To date, exports were down 1.2% to $57.067 billion against the downgraded two-percent target of the Development Budget Coordination Committee (DBCC) for full-year 2018.
On the other hand, imports grew 16.8% to $90.985 billion versus the DBCC’s revised nine percent projection for this year.
On a cumulative basis, the balance of trade yielded a $33.918-billion deficit, bigger than the $20.128-billion gap recorded in last year’s comparable 10 months.
Outbound shipment of manufactured goods, which made up 83.7% of total sales in October, grew 5.7% to $5.113 billion.

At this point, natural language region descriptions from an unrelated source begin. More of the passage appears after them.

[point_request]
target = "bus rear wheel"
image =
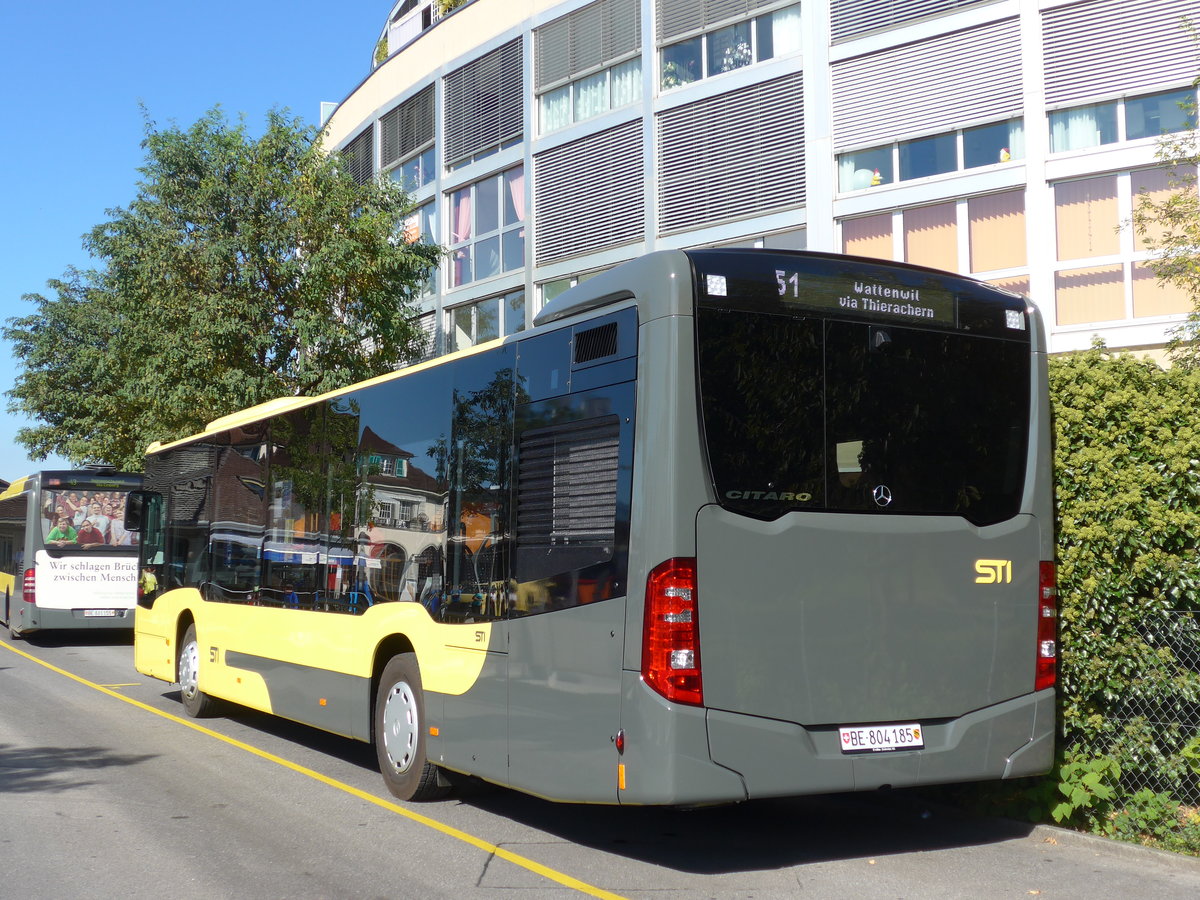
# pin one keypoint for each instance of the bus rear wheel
(400, 732)
(197, 703)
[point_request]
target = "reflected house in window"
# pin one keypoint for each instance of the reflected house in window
(402, 541)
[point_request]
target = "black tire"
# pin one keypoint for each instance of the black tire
(400, 733)
(197, 703)
(13, 634)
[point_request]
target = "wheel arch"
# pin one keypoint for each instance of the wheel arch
(390, 646)
(185, 619)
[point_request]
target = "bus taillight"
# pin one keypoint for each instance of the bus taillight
(671, 633)
(1048, 629)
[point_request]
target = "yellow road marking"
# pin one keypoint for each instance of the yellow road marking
(449, 831)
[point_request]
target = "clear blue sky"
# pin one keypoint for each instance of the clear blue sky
(75, 75)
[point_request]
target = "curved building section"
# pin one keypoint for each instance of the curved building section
(1006, 139)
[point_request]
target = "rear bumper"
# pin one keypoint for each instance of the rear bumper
(27, 619)
(679, 755)
(778, 759)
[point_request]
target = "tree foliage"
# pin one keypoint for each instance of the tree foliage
(1127, 467)
(1170, 226)
(243, 270)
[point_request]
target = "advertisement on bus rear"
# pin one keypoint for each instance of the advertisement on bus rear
(85, 582)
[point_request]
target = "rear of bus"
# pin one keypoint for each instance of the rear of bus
(844, 520)
(77, 568)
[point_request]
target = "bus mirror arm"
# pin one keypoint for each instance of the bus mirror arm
(135, 510)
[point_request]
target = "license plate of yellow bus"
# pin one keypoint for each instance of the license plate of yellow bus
(881, 738)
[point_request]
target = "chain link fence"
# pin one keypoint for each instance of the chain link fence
(1153, 735)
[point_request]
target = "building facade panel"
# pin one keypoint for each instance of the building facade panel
(929, 85)
(851, 18)
(1110, 47)
(1007, 139)
(591, 195)
(732, 155)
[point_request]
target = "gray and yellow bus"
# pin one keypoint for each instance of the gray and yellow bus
(66, 561)
(724, 525)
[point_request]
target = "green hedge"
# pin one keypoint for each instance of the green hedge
(1127, 481)
(1127, 471)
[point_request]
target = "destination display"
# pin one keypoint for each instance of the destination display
(865, 293)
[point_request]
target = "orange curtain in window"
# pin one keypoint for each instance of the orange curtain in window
(1095, 294)
(931, 237)
(1153, 298)
(996, 231)
(868, 237)
(1156, 186)
(1019, 285)
(1086, 217)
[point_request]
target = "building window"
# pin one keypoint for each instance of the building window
(1083, 127)
(1092, 294)
(1086, 217)
(486, 319)
(1103, 273)
(415, 172)
(729, 48)
(996, 232)
(484, 106)
(407, 138)
(487, 234)
(868, 237)
(591, 96)
(359, 156)
(928, 156)
(929, 235)
(550, 289)
(1146, 117)
(937, 155)
(1159, 114)
(421, 225)
(990, 144)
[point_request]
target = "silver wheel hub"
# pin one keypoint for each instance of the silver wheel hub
(189, 670)
(400, 726)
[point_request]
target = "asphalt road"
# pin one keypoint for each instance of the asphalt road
(106, 790)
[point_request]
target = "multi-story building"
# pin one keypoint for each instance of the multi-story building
(1008, 139)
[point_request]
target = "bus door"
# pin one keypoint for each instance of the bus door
(574, 463)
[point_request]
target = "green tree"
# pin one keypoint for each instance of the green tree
(1170, 226)
(245, 269)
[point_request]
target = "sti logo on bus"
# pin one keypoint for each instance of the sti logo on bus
(994, 571)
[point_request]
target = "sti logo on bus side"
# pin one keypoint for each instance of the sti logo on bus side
(994, 571)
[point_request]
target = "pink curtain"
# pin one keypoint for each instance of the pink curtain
(461, 216)
(515, 179)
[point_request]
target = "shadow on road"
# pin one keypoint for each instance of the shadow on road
(25, 769)
(81, 637)
(756, 835)
(761, 834)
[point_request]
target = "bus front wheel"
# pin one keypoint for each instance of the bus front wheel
(400, 732)
(197, 703)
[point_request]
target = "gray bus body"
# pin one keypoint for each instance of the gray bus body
(839, 467)
(63, 583)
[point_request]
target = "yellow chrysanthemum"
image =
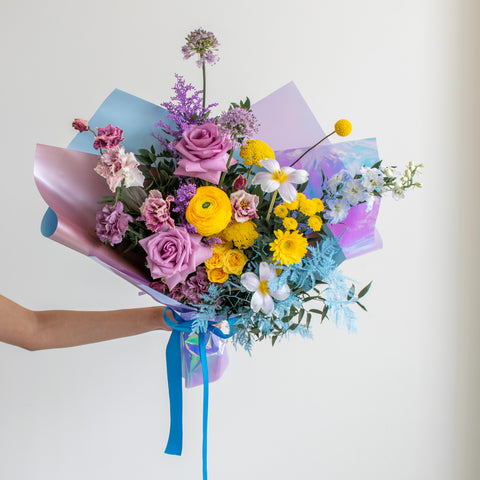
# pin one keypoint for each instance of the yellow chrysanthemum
(308, 207)
(243, 235)
(209, 211)
(255, 151)
(288, 247)
(217, 275)
(234, 261)
(315, 223)
(281, 211)
(290, 223)
(319, 204)
(343, 128)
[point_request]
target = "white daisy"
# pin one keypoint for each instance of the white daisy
(262, 297)
(280, 178)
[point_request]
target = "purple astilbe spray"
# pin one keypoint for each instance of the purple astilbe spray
(239, 124)
(203, 43)
(184, 108)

Electronic products, which made up around 53.2% of the total exports, inched up by 0.6% to $3.248 billion.
Forest products were up 28.7% to $30.752 million.
On the other hand, value of exports of agro-based products decreased by 13.7% to $429.584 million, while that of petroleum products and mineral products shrank by 51% ($37.134 million) and 7.1% ($319.972 million), respectively.
On the import side, purchases of major types of goods went up across-the-board.
Imports of raw materials and intermediate goods, which made up 37.7% of total imports in October, increased by 22.2% to $3.892 billion.
Capital goods, comprising 33.6% of the import total, grew 21.2% to $3.466 billion.
Also growing that month were imports of mineral fuels, lubricant and related materials (45.4% to $1.228 billion) as well as consumer goods (7.5% to $1.665 billion).
FUELING FUTURE INVESTMENTS
Economists noted the continued increase of importation of capital goods and raw materials signaled support for investment-led growth.
“[I]mport growth was much higher than expected…” Nomura economist Euben Paracuelles said in a research note, adding that “[t]his was led by capital goods and raw materials imports, while consumer goods imports slowed.”
“Overall, this remains consistent with our view that still strong domestic demand which reflects more infrastructure spending will sustain a large goods trade deficit.”
A similar assessment was made by ING Bank N.V. Manila senior economist Nicholas Antonio T. Mapa, who said: “[The] [r]obust import growth is yet another sign that the Philippines has moved into a new chapter in its growth story, requiring a shift in the country’s import dietary requirement.”
“In the past, import growth was driven largely by fuel and consumer goods, with only sporadic flows of capital goods and raw materials outside those used for electronic exports.”
Moving forward, sustained growth of imports is expected to contribute to the widening current account deficit.
“We maintain our forecast that the current account deficit will widen sharply to two percent of GDP (gross domestic product) this year from 0.7% in 2017. For 2019, we expect a more modest current account deficit, widening to 2.2% of GDP,” said Nomura’s Mr. Paracuelles.
“Slower electronics export growth and strong infrastructure-led domestic demand is a potent combination that could push the goods trade deficit wider, but there will be significant offsets next year, in our view,” he said, citing a drop in oil prices, higher overseas worker remittances and improvement in tourist arrivals.
For ING’s Mr. Mapa: “The trade deficit in October of $4.2 billion indicates that the current account will likely remain in the red for the fourth quarter of the year.”
“Imports will likely remain growing at a robust pace as the burgeoning economy needs more and more fuel to drive robust growth from all sectors. We may see a reprieve on the oil bill, given a likely depressed [dollar] value of oil imports, but overall we can see all other import subsectors to post strong growth,” he added.
“Exports, on the other hand, may continue to struggle no matter how much the peso depreciates as we will need to find a way to be generate export competitiveness above and beyond a peso depreciation. In total, we will likely see the trade gap widen, the current account follow suit and the peso to face bouts of weakness in 2019.”